Challenge 6: SLOs on the dashboard
Previous Challenge Next Challenge
Prerequisites
Run the following command in the Cloud Shell terminal.
Note: With this command we’re priming the backend that generates metrics to behave in a specific way. You’re simulating fixes made to the app after 1-2 months work.

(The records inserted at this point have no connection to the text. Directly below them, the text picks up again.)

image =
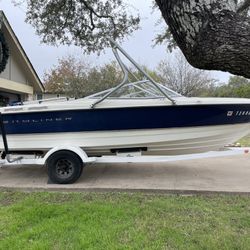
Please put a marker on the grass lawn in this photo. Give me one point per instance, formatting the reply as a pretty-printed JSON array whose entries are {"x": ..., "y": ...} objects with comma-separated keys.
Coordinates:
[{"x": 123, "y": 221}]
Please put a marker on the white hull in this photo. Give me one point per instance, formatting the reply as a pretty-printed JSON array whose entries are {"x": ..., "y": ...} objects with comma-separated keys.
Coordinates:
[{"x": 172, "y": 141}]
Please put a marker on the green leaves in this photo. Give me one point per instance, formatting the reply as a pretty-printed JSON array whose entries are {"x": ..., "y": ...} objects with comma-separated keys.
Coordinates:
[{"x": 84, "y": 23}]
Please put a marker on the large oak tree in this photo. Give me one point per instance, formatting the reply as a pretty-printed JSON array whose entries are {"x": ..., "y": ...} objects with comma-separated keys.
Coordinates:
[{"x": 212, "y": 34}]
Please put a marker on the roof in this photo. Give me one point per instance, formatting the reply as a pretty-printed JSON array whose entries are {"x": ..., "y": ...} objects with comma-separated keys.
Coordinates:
[{"x": 35, "y": 76}]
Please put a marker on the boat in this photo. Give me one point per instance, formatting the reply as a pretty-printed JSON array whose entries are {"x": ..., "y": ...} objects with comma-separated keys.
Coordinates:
[{"x": 138, "y": 115}]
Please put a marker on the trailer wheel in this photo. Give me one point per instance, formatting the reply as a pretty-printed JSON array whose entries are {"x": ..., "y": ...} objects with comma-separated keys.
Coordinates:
[{"x": 64, "y": 167}]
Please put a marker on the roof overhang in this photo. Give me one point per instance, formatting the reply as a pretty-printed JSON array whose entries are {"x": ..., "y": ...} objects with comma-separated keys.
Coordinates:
[
  {"x": 39, "y": 86},
  {"x": 14, "y": 87}
]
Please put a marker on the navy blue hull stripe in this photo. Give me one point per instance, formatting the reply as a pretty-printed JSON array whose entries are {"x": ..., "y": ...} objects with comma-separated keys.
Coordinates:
[{"x": 126, "y": 118}]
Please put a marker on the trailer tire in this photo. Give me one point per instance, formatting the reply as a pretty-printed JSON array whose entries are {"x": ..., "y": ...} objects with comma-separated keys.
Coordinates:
[{"x": 64, "y": 167}]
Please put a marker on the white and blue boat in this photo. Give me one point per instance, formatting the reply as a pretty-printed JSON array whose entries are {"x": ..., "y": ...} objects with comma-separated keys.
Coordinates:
[{"x": 140, "y": 116}]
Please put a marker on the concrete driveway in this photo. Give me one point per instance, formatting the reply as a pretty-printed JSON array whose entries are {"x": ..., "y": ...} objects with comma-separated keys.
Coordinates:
[{"x": 224, "y": 174}]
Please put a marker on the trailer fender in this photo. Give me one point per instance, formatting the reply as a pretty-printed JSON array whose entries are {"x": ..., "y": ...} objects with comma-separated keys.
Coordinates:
[{"x": 77, "y": 150}]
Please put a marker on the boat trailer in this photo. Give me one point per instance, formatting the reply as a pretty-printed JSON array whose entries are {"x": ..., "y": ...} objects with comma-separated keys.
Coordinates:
[{"x": 65, "y": 163}]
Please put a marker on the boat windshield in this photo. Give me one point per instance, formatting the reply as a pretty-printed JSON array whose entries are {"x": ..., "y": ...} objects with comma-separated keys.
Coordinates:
[
  {"x": 137, "y": 90},
  {"x": 147, "y": 87}
]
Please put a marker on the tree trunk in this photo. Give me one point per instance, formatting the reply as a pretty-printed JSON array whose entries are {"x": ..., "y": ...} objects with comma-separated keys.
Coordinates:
[{"x": 210, "y": 33}]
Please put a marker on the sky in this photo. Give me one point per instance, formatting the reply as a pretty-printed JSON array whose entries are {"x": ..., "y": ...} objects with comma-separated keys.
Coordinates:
[{"x": 139, "y": 45}]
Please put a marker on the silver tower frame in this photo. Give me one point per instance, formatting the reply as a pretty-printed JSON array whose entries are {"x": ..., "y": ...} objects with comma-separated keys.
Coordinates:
[{"x": 116, "y": 48}]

# Check if the BACKEND_ADDRESS env variable is set in your environment before you do this.
curl -X POST \
-H "Content-Type: application/json" \
-d '{
"ChatSuccess": 0.95,
"ChatSafetyIssue": 0.1,
"ChatEngaged": 0.70,
"ChatAcknowledged": 0.15,
"ChatRejected": 0.05,
"ChatUnclassified": 0.1,
"ChatSPositive": 0.6,
"ChatSNegative": 0.1,
"ChatSNeutral": 0.2,
"ChatSUnclassified": 0.1,
"LoginSuccess": 0.999,
"StartupSuccess": 0.95,
"PrefUpdateSuccess": 0.99,
"PrefGetSuccess": 0.999,
"LoginLatencyMinMS": 10,
"LoginLatencyMaxMS": 200,
"ChatLatencyMinMS": 906,
"ChatLatencyMaxMS": 4683,
"StartupLatencyMinMS": 400,
"StartupLatencyMaxMS": 1000,
"PrefGetLatencyMinMS": 153,
"PrefGetLatencyMaxMS": 348,
"PrefUpdateLatencyMinMS": 363,
"PrefUpdateLatencyMaxMS": 645
}' \
$BACKEND_ADDRESS/phase
Introduction
This challenge is about setting up Achievable Service Level Objectives (SLOs) for the app in Cloud Monitoring Suite. These are targets you expect to meet in 1-2 months after making a few improvements to the app.
Description
- Create a service in the UI
Note: You can also create these via the API. Check Tips in Learning Resources for creating services via the API.
- Go to the SLOs tab in the monitoring suite. This is where you’ll define and manage your SLOs.
- Click on + Define Service > Custom Service.
- Give it a Display name.
-
Create 4 SLOs
Use the SLO targets you defined in the previous challenge. Use Request Based SLI calculations for now and NOT window based
- Chat Latency:
- Metric: movieguru_chat_latency_milliseconds_bucket (look under the prometheus targets > movieguru section)
- Chat Engagement:
- Metric: movieguru_chat_outcome_counter_total (Filter: Outcome=Engaged)
- Remarks: Ideally we would like to use Outcome=Engaged and Outcome=Acknowledged to indicate that the user finds the response relevant, but we will stick to just Engaged for now.
- [Optional] If you want to use a filter that incorporates both Engaged and Acknowledged, use the monitoring API to create the SLO (see example).
- Main Page Load Latency:
- Metric: movieguru_startup_latency_milliseconds_bucket (measured at the startup endpoint)
- Main Page Load Success Rate:
- Metric: This requires finding the ratio of two metrics: movieguru_startup_success_total and movieguru_startup_attempts_total.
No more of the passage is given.